Seth Berger started, succeeded, and sold his Philly start-up before the city’s scene really existed.

He’s a Wharton grad who launched a product with nationwide name recognition and cashed out before he even turned 35. That achievement? Founding AND1.

You remember AND1, right? It made shoes, clothes, and video mixtapes and promoted street ballers like Rafer “Skip to My Lou” Alston. Berger and two of his friends created the company in 1993 and cashed out a dozen years later after AND1 had risen to the No. 2 basketball shoe seller in the United States. Only Nike remained ahead.   

Now Berger is wading back into the startup waters. He’s coming out of retirement to lead a new company called Living Simple. For now, it is focusing on cell phones, and its first product is a line of protective cases that double as a wallet, allowing for more storage and protection than similar products on the market. Like almost everything in his life since he founded AND1 in 1993, this company has its roots in basketball. Berger’s new partner is 26-year-old Joshua Harris, like him a New York City point guard who made his way down to the Philadelphia area and crossed paths with Berger. 

Berger and friends Jay Gilbert and Tom Austin took the idea to a major trade show in Chicago. The database may have earned a good grade from Wharton, but it failed in front of the people who mattered.

While there, they noticed something: None of the established brands were marketing to young basketball players, the ballers who hone their craft on playgrounds and in gyms and always think they’re the best player on the court. So AND1 pivoted, with the idea of starting an apparel line that spoke to this audience.

“We were at a pizza place and threw our business plans in the trash and wrote original slogans down on a napkin,” Berger said. “Within six weeks we were selling t-shirts.”

A year later AND1 had revenues of $1.7 million. They rose to $5.9 million then $14 million then $42 million to $70 million by year five.

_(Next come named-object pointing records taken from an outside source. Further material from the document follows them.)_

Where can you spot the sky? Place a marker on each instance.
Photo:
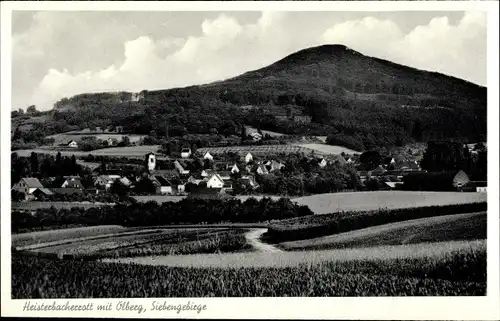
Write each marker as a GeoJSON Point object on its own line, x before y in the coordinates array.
{"type": "Point", "coordinates": [59, 54]}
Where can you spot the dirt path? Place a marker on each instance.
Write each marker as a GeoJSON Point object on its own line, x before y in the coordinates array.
{"type": "Point", "coordinates": [253, 238]}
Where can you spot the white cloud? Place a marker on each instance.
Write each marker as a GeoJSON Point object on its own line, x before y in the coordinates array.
{"type": "Point", "coordinates": [226, 48]}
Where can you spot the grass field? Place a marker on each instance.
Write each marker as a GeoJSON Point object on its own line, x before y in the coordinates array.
{"type": "Point", "coordinates": [470, 226]}
{"type": "Point", "coordinates": [296, 258]}
{"type": "Point", "coordinates": [77, 136]}
{"type": "Point", "coordinates": [34, 205]}
{"type": "Point", "coordinates": [161, 199]}
{"type": "Point", "coordinates": [366, 201]}
{"type": "Point", "coordinates": [32, 238]}
{"type": "Point", "coordinates": [131, 151]}
{"type": "Point", "coordinates": [328, 149]}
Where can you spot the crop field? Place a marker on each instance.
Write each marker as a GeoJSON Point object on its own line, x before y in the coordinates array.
{"type": "Point", "coordinates": [263, 150]}
{"type": "Point", "coordinates": [328, 149]}
{"type": "Point", "coordinates": [366, 201]}
{"type": "Point", "coordinates": [443, 270]}
{"type": "Point", "coordinates": [130, 151]}
{"type": "Point", "coordinates": [77, 136]}
{"type": "Point", "coordinates": [161, 199]}
{"type": "Point", "coordinates": [34, 205]}
{"type": "Point", "coordinates": [470, 226]}
{"type": "Point", "coordinates": [295, 258]}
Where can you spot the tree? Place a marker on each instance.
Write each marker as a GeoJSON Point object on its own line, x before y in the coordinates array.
{"type": "Point", "coordinates": [34, 164]}
{"type": "Point", "coordinates": [31, 110]}
{"type": "Point", "coordinates": [119, 188]}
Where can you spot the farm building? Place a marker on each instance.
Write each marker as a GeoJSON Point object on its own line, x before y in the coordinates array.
{"type": "Point", "coordinates": [180, 169]}
{"type": "Point", "coordinates": [436, 181]}
{"type": "Point", "coordinates": [27, 186]}
{"type": "Point", "coordinates": [208, 193]}
{"type": "Point", "coordinates": [163, 186]}
{"type": "Point", "coordinates": [215, 181]}
{"type": "Point", "coordinates": [72, 144]}
{"type": "Point", "coordinates": [186, 152]}
{"type": "Point", "coordinates": [150, 160]}
{"type": "Point", "coordinates": [248, 158]}
{"type": "Point", "coordinates": [71, 182]}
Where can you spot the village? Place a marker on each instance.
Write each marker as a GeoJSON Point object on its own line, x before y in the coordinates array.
{"type": "Point", "coordinates": [204, 175]}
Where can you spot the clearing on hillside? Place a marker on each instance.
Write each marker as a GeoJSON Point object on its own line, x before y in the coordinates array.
{"type": "Point", "coordinates": [366, 201]}
{"type": "Point", "coordinates": [470, 226]}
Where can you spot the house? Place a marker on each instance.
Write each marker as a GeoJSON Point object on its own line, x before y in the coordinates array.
{"type": "Point", "coordinates": [194, 180]}
{"type": "Point", "coordinates": [215, 181]}
{"type": "Point", "coordinates": [105, 181]}
{"type": "Point", "coordinates": [72, 182]}
{"type": "Point", "coordinates": [208, 156]}
{"type": "Point", "coordinates": [150, 160]}
{"type": "Point", "coordinates": [262, 170]}
{"type": "Point", "coordinates": [322, 163]}
{"type": "Point", "coordinates": [42, 192]}
{"type": "Point", "coordinates": [180, 169]}
{"type": "Point", "coordinates": [66, 191]}
{"type": "Point", "coordinates": [163, 186]}
{"type": "Point", "coordinates": [208, 193]}
{"type": "Point", "coordinates": [233, 169]}
{"type": "Point", "coordinates": [255, 136]}
{"type": "Point", "coordinates": [378, 171]}
{"type": "Point", "coordinates": [27, 186]}
{"type": "Point", "coordinates": [274, 166]}
{"type": "Point", "coordinates": [72, 144]}
{"type": "Point", "coordinates": [248, 158]}
{"type": "Point", "coordinates": [186, 152]}
{"type": "Point", "coordinates": [249, 181]}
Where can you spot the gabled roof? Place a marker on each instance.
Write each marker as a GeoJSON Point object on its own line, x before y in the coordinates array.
{"type": "Point", "coordinates": [32, 182]}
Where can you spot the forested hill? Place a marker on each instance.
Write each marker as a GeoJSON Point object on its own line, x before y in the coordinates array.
{"type": "Point", "coordinates": [359, 101]}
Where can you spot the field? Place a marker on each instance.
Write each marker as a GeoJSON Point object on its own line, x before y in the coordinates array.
{"type": "Point", "coordinates": [366, 201]}
{"type": "Point", "coordinates": [328, 149]}
{"type": "Point", "coordinates": [470, 226]}
{"type": "Point", "coordinates": [34, 205]}
{"type": "Point", "coordinates": [444, 269]}
{"type": "Point", "coordinates": [161, 199]}
{"type": "Point", "coordinates": [131, 151]}
{"type": "Point", "coordinates": [263, 150]}
{"type": "Point", "coordinates": [77, 136]}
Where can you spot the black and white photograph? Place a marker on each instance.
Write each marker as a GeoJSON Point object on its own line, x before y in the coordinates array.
{"type": "Point", "coordinates": [249, 153]}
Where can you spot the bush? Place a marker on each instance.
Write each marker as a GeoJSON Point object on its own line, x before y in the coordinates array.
{"type": "Point", "coordinates": [327, 224]}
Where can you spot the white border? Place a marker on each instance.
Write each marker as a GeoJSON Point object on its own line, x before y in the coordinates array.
{"type": "Point", "coordinates": [415, 308]}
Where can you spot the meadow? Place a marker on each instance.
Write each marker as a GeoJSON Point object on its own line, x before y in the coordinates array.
{"type": "Point", "coordinates": [366, 201]}
{"type": "Point", "coordinates": [130, 151]}
{"type": "Point", "coordinates": [442, 270]}
{"type": "Point", "coordinates": [328, 149]}
{"type": "Point", "coordinates": [470, 226]}
{"type": "Point", "coordinates": [77, 136]}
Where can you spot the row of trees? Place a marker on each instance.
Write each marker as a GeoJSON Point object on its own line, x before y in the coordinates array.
{"type": "Point", "coordinates": [151, 213]}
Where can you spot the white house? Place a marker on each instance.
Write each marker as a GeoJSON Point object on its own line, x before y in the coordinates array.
{"type": "Point", "coordinates": [27, 185]}
{"type": "Point", "coordinates": [234, 169]}
{"type": "Point", "coordinates": [73, 144]}
{"type": "Point", "coordinates": [150, 161]}
{"type": "Point", "coordinates": [105, 181]}
{"type": "Point", "coordinates": [215, 181]}
{"type": "Point", "coordinates": [248, 158]}
{"type": "Point", "coordinates": [256, 136]}
{"type": "Point", "coordinates": [180, 169]}
{"type": "Point", "coordinates": [186, 152]}
{"type": "Point", "coordinates": [163, 186]}
{"type": "Point", "coordinates": [262, 170]}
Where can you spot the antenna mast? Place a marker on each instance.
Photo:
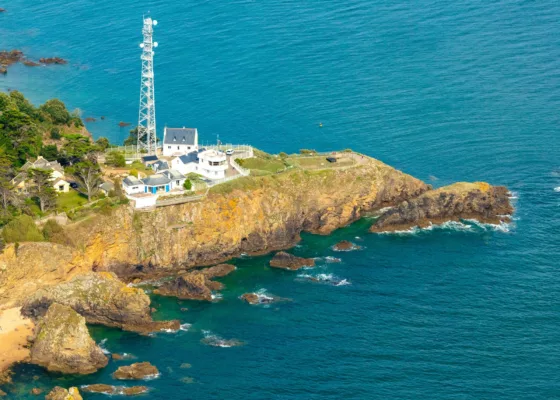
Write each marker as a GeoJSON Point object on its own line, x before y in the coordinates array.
{"type": "Point", "coordinates": [147, 141]}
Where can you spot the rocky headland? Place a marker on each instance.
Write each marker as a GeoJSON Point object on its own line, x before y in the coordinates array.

The company started with basketball star Larry Johnson wearing their shorts; by the late ’90s, they’d signed Stephon Marbury and Latrell Sprewell, not to mention Vince Carter, who wore the AND1 Tai Chi as he completed one of the most famous dunks in NBA history at the 2000 Slam Dunk contest.

A new chapter, after the sale

They sold AND1 in 2005 after its annual revenues had dropped from a peak of about $250M. Berger, now 47, wanted to spend more time with his three sons as they grew up. At the time they were 6, 3, and 1 years old. He got involved with two companies, including one that develops and markets gaming for casinos that went public, but they were temporary jobs. Instead, he turned his attention back to basketball. Berger became an assistant and later the head coach of Westtown School, a Quaker private school in West Chester.

A little over 10 years ago, Harris enrolled at Westtown as a boarding student. School officials notified him when he visited that they’d have a perfect host family for him. There was a guy who had happened to go to the same elementary and middle school as him and loved basketball. It turned out to be Berger.